These days, ceiling is low in the Sky
You won’t hear it from me – how this recent roundhouse from Mother Nature is but a tickle compared to the snows and blizzards of my youth, how we wouldn’t have been given a half-day off from school much less a week for this thin quilt covering the ground, how the only snowblower we knew was a fat man with a shovel and bad wind.
I’m not going to be the guy who says that.
But I am going to be the guy who tells you Big Sky Conference basketball as played these days is but a ghost of the game I knew as a younger man.
This is probably not the proper epilogue to be tacked on to Montana State’s 64-57 victory over Eastern Washington, a taut and twisty thriller in which it was revealed once again that no matter where they finish in the standings this season, the Eagles under first-year coach Kirk Earlywine have been a revelation for their persistence in the face of some severe shortcomings.
Alas, those shortcomings – a thin bench made thinner by leading scorer Adris DeLeon’s bout with the flu, little inside muscle and nearly no margin for error – are now being even more exposed in the rigors of conference play.
“There are a lot of people who will want to make excuses for us,” Earlywine said. “We’re not going to. We can go out and win the game no matter who it might be.”
As it happens, that’s not a bad approach for the Big Sky as a collective.
It’s difficult to dispute that, Rodney Stuckey and his first-round entrée into the NBA notwithstanding, the league that gave us Dick Motta, Micheal Ray Richardson, Jud Heathcote and Gus Johnson – to say nothing of John Stroeder Look Alike Night – has fallen on some hard times.
At the least it’s settled into a strata with the Southlands and Patriots and other leagues it used to cast a disdainful look down on from above.
Earlywine, an assistant at Weber State for seven years, isn’t ready to concede the point.
“I don’t know if that’s true,” he said. “Two years ago, Montana won a game in the NCAA tournament and should have won a second. A couple years before at Weber, we were 42 in the RPI (Ratings Percentage Index). I think maybe from the old, old days when you had Boise and Nevada in the league, you had people with significantly greater resources that everybody else than the Montanas in our league have now.”
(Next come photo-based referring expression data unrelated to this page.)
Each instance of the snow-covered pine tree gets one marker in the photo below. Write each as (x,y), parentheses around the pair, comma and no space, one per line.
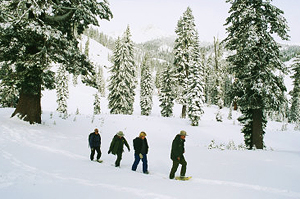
(195,94)
(167,94)
(255,62)
(100,82)
(183,55)
(87,47)
(97,108)
(34,34)
(146,87)
(8,91)
(294,115)
(122,82)
(62,91)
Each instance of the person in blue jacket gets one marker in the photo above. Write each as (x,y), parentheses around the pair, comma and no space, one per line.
(141,147)
(95,143)
(177,156)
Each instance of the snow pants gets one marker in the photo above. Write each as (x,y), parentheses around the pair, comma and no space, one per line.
(93,153)
(137,161)
(175,167)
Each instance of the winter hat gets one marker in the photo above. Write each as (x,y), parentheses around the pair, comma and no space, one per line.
(182,132)
(143,134)
(120,133)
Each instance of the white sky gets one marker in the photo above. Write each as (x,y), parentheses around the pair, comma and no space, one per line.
(210,15)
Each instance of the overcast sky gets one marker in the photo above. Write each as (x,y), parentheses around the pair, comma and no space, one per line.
(210,15)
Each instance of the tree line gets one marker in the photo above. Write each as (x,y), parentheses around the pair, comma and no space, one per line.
(244,70)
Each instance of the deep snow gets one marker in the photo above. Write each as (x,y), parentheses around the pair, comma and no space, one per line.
(51,160)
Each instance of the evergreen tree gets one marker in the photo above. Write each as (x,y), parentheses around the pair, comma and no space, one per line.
(294,115)
(34,34)
(146,87)
(87,47)
(8,91)
(97,108)
(183,55)
(255,61)
(123,77)
(195,94)
(167,94)
(62,91)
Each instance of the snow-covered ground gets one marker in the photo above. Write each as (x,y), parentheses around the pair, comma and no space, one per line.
(51,160)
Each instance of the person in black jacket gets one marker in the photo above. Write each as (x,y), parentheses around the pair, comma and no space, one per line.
(117,145)
(95,143)
(141,147)
(177,155)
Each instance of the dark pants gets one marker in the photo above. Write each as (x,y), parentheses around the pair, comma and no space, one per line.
(119,158)
(93,153)
(175,166)
(137,161)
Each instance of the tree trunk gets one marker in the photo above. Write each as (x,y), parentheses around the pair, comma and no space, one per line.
(257,130)
(183,111)
(29,107)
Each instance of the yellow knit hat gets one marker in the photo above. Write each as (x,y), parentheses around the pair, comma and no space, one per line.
(143,134)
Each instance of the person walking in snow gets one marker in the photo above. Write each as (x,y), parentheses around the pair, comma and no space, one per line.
(95,143)
(141,147)
(177,152)
(117,145)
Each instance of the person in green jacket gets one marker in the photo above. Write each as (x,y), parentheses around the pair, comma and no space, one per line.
(177,157)
(117,145)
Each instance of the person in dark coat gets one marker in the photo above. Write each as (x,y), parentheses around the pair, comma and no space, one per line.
(95,143)
(117,145)
(141,147)
(177,157)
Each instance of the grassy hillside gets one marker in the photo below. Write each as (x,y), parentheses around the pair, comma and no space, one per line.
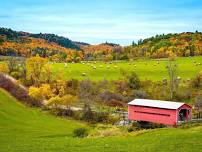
(146,69)
(27,129)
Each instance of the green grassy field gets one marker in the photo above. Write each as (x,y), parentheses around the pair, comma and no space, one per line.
(25,129)
(144,68)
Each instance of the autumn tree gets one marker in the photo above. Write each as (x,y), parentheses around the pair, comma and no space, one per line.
(172,70)
(4,68)
(35,66)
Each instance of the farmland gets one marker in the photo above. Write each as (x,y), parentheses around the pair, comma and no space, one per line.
(29,129)
(146,69)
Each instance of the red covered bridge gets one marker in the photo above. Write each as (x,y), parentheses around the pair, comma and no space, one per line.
(157,111)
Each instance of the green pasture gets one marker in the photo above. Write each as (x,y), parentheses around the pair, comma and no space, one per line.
(188,67)
(24,129)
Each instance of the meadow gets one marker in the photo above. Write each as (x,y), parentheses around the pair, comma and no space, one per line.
(29,129)
(149,69)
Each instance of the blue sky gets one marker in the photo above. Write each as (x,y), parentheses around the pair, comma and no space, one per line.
(97,21)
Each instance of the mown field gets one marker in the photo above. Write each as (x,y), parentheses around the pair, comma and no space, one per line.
(146,69)
(25,129)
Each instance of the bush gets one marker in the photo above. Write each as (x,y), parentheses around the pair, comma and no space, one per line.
(140,94)
(80,132)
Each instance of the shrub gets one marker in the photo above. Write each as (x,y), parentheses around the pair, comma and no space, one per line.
(80,132)
(17,90)
(140,94)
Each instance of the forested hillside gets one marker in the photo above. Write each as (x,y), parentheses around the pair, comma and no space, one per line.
(183,44)
(14,43)
(46,45)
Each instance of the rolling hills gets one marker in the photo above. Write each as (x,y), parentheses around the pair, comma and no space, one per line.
(28,129)
(13,43)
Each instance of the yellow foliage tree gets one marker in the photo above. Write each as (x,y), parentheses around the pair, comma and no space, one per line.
(34,66)
(4,68)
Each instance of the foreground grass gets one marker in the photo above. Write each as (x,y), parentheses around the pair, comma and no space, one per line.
(144,68)
(25,129)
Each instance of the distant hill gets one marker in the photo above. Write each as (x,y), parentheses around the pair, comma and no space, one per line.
(13,43)
(62,41)
(182,44)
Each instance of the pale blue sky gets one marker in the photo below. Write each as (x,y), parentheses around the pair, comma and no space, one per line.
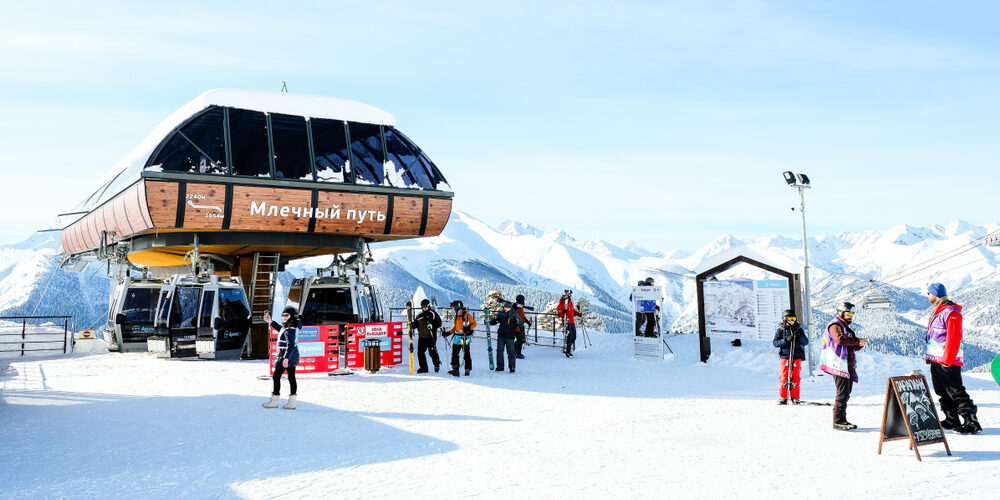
(665,123)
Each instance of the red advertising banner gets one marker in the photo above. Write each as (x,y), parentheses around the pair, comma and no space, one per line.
(390,336)
(318,349)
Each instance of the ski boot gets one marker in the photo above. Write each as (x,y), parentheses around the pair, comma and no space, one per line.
(844,426)
(970,426)
(951,420)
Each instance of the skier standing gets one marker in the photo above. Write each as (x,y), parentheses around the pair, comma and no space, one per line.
(521,337)
(287,356)
(790,334)
(944,354)
(464,325)
(567,313)
(837,358)
(507,322)
(428,321)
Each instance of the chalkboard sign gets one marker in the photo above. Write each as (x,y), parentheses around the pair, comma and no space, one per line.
(910,414)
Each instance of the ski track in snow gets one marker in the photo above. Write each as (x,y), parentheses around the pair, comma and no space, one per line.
(600,425)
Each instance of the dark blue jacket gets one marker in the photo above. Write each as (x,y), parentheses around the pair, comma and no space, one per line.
(288,344)
(784,346)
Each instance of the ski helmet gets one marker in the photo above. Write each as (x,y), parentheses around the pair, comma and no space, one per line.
(845,307)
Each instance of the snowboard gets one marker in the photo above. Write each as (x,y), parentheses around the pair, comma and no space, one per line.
(995,369)
(489,341)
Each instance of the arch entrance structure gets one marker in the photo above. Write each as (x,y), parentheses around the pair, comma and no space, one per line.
(236,183)
(759,307)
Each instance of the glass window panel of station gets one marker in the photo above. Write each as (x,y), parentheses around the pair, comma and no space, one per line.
(330,147)
(366,153)
(248,139)
(401,154)
(291,147)
(199,147)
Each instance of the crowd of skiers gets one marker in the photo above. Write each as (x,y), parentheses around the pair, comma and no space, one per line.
(837,358)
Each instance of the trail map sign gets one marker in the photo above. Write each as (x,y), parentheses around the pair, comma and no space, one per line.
(744,309)
(910,414)
(645,299)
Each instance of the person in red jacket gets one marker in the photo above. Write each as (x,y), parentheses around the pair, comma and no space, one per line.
(567,313)
(945,355)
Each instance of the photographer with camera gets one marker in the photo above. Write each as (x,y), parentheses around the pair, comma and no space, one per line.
(567,313)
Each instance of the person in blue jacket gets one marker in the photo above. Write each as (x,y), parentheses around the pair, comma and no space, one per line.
(287,355)
(789,333)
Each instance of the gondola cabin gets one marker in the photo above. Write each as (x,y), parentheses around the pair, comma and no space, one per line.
(258,172)
(200,316)
(132,313)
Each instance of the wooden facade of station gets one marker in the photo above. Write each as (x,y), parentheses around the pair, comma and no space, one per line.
(254,217)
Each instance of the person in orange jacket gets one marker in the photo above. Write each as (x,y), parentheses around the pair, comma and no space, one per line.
(465,323)
(945,355)
(567,313)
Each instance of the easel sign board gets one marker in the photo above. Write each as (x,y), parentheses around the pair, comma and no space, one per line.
(910,414)
(648,347)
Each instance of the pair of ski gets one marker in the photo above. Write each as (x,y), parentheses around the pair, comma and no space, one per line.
(489,340)
(788,380)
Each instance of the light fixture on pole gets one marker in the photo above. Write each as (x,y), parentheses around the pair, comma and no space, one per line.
(801,182)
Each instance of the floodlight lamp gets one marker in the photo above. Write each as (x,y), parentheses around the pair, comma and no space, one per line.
(789,177)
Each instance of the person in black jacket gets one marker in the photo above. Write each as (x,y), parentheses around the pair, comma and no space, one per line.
(790,333)
(428,322)
(287,356)
(508,322)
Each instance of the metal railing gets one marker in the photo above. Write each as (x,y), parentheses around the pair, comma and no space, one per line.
(554,336)
(26,334)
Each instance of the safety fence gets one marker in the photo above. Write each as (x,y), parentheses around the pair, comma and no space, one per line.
(27,334)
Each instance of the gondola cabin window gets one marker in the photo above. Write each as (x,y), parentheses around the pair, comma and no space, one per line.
(330,148)
(291,147)
(249,142)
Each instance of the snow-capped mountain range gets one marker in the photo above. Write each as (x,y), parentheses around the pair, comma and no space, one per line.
(471,258)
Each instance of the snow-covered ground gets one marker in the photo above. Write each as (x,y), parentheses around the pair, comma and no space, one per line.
(600,425)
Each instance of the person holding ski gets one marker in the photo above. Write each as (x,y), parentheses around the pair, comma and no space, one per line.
(837,358)
(790,339)
(464,325)
(507,322)
(287,356)
(521,337)
(428,322)
(945,355)
(567,313)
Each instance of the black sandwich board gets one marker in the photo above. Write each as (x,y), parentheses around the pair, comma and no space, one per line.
(910,414)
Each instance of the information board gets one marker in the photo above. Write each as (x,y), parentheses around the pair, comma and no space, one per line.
(909,413)
(744,309)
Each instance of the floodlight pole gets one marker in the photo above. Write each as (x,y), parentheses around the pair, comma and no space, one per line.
(805,278)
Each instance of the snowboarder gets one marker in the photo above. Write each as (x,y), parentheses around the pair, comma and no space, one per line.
(944,354)
(567,313)
(837,358)
(521,337)
(789,337)
(287,356)
(507,322)
(464,325)
(428,322)
(649,318)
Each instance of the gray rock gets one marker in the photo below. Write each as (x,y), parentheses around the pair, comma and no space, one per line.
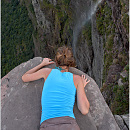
(40,16)
(120,122)
(21,102)
(124,74)
(120,82)
(126,119)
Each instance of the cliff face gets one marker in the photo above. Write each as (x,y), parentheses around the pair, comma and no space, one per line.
(98,34)
(21,102)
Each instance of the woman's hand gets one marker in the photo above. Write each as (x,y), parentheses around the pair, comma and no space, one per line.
(46,61)
(85,82)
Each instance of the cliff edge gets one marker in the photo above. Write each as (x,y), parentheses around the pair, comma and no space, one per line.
(21,102)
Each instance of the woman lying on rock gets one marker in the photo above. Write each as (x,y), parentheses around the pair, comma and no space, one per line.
(58,95)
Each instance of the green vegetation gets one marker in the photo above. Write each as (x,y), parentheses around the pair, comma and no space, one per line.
(31,8)
(86,32)
(17,43)
(120,104)
(125,14)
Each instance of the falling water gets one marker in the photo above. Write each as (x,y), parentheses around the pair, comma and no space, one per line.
(83,14)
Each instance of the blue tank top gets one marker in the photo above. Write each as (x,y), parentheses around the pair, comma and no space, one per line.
(58,95)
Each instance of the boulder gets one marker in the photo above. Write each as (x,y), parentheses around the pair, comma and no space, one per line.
(21,102)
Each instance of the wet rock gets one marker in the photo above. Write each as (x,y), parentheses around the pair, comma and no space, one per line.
(122,121)
(21,105)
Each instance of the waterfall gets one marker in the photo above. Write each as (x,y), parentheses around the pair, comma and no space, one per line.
(83,12)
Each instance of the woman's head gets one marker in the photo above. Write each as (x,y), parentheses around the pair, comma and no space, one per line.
(64,57)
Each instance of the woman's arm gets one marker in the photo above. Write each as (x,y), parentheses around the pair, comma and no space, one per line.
(82,101)
(36,72)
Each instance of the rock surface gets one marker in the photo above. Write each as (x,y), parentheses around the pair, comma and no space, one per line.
(21,102)
(123,121)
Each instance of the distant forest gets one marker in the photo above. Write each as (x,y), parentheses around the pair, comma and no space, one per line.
(16,36)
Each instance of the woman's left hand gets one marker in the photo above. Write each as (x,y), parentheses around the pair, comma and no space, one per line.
(47,61)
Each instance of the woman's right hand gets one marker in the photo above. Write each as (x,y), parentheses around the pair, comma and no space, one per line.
(85,82)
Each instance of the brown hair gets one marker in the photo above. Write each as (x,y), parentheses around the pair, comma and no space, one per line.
(64,57)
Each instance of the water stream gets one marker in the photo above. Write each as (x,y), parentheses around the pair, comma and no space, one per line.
(83,14)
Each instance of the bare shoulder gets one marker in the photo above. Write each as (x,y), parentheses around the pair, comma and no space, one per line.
(46,72)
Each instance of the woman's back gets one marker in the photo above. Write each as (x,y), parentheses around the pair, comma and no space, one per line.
(58,95)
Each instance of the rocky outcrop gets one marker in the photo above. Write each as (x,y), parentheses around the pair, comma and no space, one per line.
(123,121)
(21,106)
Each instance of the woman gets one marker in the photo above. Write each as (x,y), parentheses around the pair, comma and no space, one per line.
(58,95)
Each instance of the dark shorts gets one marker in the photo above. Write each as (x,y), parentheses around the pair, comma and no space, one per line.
(60,123)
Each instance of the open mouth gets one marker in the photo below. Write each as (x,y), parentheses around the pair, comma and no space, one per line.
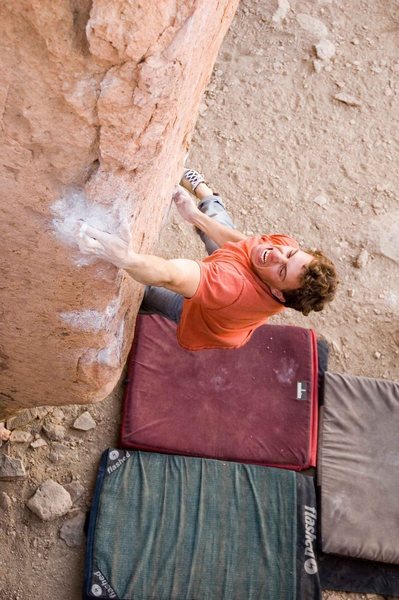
(265,255)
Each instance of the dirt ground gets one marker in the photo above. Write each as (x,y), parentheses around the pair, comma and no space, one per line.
(297,140)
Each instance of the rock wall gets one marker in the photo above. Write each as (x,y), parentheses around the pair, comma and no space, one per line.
(98,101)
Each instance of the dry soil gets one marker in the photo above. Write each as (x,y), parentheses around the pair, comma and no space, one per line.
(299,136)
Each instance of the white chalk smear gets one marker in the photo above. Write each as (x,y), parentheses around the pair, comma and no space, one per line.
(73,209)
(92,320)
(111,355)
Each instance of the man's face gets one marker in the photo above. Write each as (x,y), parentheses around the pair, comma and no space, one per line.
(279,266)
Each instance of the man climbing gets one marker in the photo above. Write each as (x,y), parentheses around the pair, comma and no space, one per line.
(220,300)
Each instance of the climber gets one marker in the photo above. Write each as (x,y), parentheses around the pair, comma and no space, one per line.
(220,300)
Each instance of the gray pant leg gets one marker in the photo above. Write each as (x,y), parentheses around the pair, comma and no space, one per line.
(162,302)
(169,304)
(213,207)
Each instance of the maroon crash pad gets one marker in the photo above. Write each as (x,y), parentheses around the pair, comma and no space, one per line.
(255,404)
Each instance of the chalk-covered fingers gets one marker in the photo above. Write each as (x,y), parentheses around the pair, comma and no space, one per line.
(185,204)
(104,246)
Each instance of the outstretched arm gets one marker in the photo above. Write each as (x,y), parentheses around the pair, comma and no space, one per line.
(179,275)
(187,208)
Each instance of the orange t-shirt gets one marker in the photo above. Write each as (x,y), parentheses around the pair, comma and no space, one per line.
(231,300)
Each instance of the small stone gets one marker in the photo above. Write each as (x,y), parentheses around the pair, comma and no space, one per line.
(38,443)
(5,502)
(75,490)
(281,12)
(84,422)
(318,65)
(347,99)
(50,501)
(362,259)
(11,468)
(320,200)
(312,25)
(58,414)
(20,437)
(72,531)
(20,420)
(325,49)
(54,431)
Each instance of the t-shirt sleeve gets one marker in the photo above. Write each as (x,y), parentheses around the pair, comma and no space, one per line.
(220,285)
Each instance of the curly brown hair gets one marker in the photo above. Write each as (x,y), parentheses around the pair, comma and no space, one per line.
(319,282)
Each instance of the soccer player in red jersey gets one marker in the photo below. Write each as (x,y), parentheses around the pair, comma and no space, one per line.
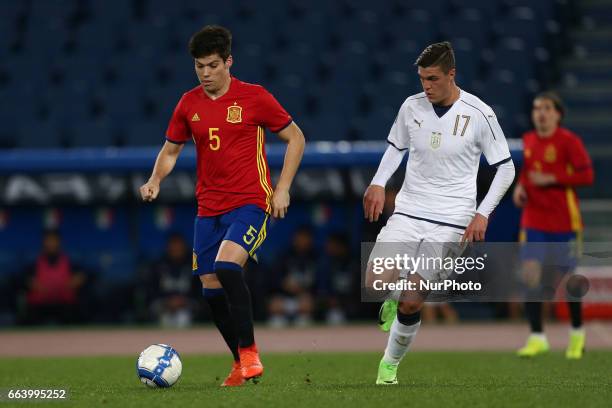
(555,163)
(226,118)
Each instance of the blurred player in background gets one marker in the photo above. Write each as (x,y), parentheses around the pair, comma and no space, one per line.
(446,130)
(555,162)
(226,118)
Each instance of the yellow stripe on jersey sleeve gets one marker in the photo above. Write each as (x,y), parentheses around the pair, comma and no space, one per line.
(262,169)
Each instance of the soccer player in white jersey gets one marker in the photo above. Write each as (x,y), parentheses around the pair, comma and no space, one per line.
(445,129)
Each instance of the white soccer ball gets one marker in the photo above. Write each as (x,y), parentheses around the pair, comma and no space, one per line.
(159,365)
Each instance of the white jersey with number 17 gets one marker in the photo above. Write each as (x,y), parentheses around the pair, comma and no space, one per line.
(440,181)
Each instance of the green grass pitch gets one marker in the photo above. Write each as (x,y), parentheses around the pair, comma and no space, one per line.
(427,379)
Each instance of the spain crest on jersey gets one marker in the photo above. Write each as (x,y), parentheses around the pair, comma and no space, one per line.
(550,154)
(234,113)
(194,262)
(436,139)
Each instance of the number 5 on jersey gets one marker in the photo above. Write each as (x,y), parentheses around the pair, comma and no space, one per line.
(215,141)
(249,236)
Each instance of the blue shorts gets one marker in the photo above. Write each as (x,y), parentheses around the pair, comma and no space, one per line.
(245,226)
(559,249)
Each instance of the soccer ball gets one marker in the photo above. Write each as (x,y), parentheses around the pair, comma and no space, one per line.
(159,365)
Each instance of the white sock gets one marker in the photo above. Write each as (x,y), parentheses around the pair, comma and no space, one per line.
(400,338)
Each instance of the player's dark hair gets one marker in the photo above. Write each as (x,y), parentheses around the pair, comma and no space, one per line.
(211,39)
(51,232)
(437,55)
(555,99)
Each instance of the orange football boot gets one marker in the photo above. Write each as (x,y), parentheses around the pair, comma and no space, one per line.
(252,369)
(234,379)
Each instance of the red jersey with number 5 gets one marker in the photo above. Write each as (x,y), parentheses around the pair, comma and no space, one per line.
(228,132)
(554,208)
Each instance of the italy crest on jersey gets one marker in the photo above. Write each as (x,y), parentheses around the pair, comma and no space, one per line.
(436,139)
(234,113)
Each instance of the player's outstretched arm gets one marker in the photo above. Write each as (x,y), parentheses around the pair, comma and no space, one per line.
(501,182)
(166,159)
(294,138)
(374,197)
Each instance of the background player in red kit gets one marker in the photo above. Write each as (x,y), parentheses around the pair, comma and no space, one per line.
(226,118)
(555,162)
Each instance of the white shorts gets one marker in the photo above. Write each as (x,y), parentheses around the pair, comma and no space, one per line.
(417,238)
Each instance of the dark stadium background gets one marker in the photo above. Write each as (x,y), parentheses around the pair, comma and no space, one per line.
(87,89)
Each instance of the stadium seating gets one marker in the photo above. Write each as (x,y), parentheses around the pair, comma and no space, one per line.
(108,69)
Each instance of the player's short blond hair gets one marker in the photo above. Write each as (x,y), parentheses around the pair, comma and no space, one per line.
(555,99)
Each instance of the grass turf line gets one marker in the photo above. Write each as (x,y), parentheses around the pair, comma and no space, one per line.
(427,379)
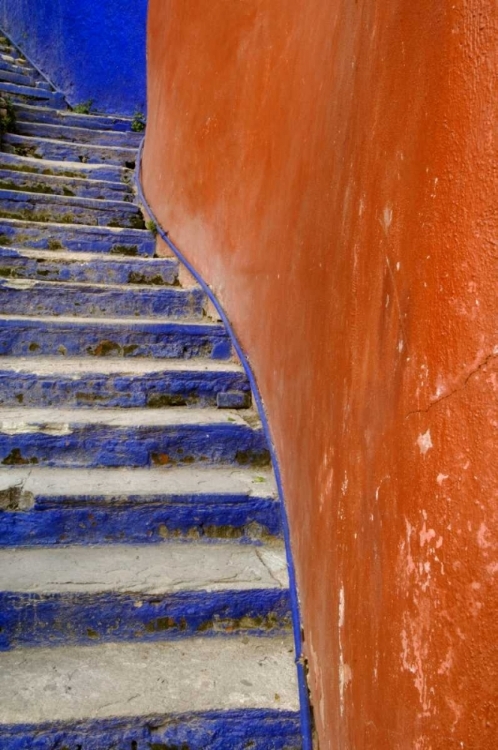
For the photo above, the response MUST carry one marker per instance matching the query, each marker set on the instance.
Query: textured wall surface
(329, 170)
(88, 49)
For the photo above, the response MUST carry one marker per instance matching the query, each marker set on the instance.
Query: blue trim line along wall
(88, 49)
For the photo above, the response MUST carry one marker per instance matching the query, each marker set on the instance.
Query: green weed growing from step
(151, 226)
(138, 122)
(84, 108)
(7, 115)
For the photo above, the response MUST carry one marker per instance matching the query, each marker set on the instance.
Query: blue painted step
(140, 593)
(198, 694)
(77, 238)
(116, 383)
(68, 209)
(22, 79)
(219, 730)
(44, 148)
(32, 94)
(31, 165)
(58, 185)
(93, 268)
(79, 135)
(22, 336)
(16, 66)
(99, 300)
(46, 115)
(44, 506)
(129, 437)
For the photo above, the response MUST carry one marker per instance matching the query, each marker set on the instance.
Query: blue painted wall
(89, 49)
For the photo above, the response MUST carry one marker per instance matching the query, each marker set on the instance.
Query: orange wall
(327, 166)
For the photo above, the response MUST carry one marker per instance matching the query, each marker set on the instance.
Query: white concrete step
(51, 506)
(118, 485)
(143, 569)
(108, 681)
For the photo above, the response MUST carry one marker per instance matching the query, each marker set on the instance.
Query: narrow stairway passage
(144, 595)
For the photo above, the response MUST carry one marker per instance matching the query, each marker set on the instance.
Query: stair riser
(77, 239)
(72, 119)
(84, 619)
(31, 95)
(19, 77)
(64, 299)
(61, 151)
(79, 135)
(161, 273)
(62, 209)
(51, 185)
(124, 391)
(100, 445)
(182, 342)
(14, 67)
(32, 166)
(220, 730)
(245, 519)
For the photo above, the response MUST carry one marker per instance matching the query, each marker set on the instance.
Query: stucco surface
(89, 50)
(329, 170)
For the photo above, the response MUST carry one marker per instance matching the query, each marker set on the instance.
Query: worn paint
(109, 68)
(220, 730)
(46, 298)
(99, 444)
(107, 390)
(328, 169)
(34, 619)
(103, 338)
(77, 238)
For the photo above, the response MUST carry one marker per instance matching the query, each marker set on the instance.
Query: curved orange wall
(327, 166)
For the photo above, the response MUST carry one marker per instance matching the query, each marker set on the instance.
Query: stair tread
(62, 180)
(189, 676)
(103, 204)
(149, 569)
(14, 137)
(26, 284)
(140, 233)
(44, 111)
(31, 162)
(19, 420)
(118, 366)
(67, 255)
(136, 482)
(157, 324)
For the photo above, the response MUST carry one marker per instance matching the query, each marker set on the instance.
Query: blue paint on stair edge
(261, 729)
(74, 618)
(305, 707)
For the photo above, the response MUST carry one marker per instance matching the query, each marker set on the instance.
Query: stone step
(118, 383)
(87, 438)
(122, 592)
(77, 238)
(11, 179)
(31, 165)
(92, 268)
(63, 209)
(22, 78)
(197, 693)
(8, 63)
(47, 506)
(59, 131)
(24, 336)
(99, 300)
(29, 113)
(45, 148)
(25, 94)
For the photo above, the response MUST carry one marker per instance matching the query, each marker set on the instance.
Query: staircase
(144, 600)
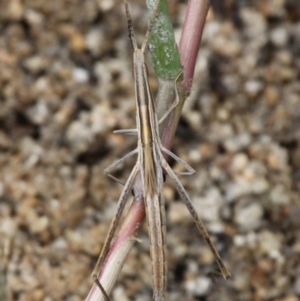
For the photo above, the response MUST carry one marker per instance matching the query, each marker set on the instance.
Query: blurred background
(66, 84)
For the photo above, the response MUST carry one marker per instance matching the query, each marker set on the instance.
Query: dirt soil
(66, 84)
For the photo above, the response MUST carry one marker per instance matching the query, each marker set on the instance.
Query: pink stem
(191, 37)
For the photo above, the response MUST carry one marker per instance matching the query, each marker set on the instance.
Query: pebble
(279, 36)
(250, 217)
(199, 286)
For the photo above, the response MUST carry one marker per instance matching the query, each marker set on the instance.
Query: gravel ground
(66, 84)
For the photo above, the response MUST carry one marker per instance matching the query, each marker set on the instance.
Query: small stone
(36, 64)
(198, 286)
(39, 113)
(239, 162)
(237, 142)
(249, 218)
(279, 36)
(80, 75)
(253, 87)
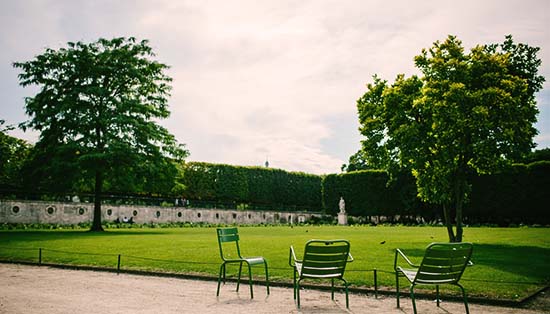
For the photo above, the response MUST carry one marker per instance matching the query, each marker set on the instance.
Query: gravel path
(33, 289)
Well, yes. But that’s Exhibit A. Boise State, Nevada and Idaho have long departed, to be replaced by Sacramento State, Portland State and Northern Colorado.
Exhibit B: attendance. Even the captive audiences of burgs like Flagstaff and Pocatello are resisting the charms of Big Sky hoops. League attendance is half what it was 13 years ago.
Exhibit C: the RPI. The NCAA’s power computer pegs the Big Sky at 24th among 31 Division I conferences. That’s actually better than the Sky’s average over the past five years, but the league was once a fixture in the midteens.
Commissioner Doug Fullerton admits that he sometimes grapples with how much of his role is to set the agenda for the conference, but when the RPI dipped to 30 in the middle of the 2005 season he “decided enough was enough.
“Basketball is a special interest to me – I used to coach the game,” he said. “I thought I saw that it was not just a blip that put us at 30, it was a consistent trend downward. I’ll take a knock on it, too – it was partly due to lack of exposure and that’s my job.”
As he found the Sky a modest TV package, he laid down the law to the schools: Put together a non-conference schedule with opponents averaging 160 – that’s the 50th percentile – in the RPI or pay a fine.
“There was a lot of scraping and gnashing of teeth,” Fullerton said. “But I thought some programs had fallen into the trap of playing for 20 wins and a championship instead of competing on a bigger stage, which we used to do. I got tired of us scheduling every one of those teams making a transition to Division I. And this is second-best way to manipulate the RPI. The best way is to stop playing money games.”
Of course, Sky teams can’t do that. There still has to be lights and heat in the gym.
You could question why the Sky needs to be ambitious. After all, it’s always been a one-bid league come March Madness and that simply isn’t going to change. But if there’s no movement upward, the Sky will be perpetually saddled with 15 and 16 seconds, and those first-round wins like Montana’s in 2005 – one of just eight in the league’s history – will be even more unlikely.
There is one other issue, too. In 1982, when Idaho was the last Sky team to appear in the final AP Top 25, there were 224 Division I teams. Now there are 341. The Midwest juco gunner who used to find his way to Ogden now gets 15 offers instead of five. The Micheal Rays are identified early at AAU tournaments and the Sky never gets in the door.
“We have to find kids to make into talent,” Fullerton said. “That’s our lot in life. That doesn’t mean it can’t be done.”
It has to be. Otherwise, the Sky will keep falling. And it won’t just be snow.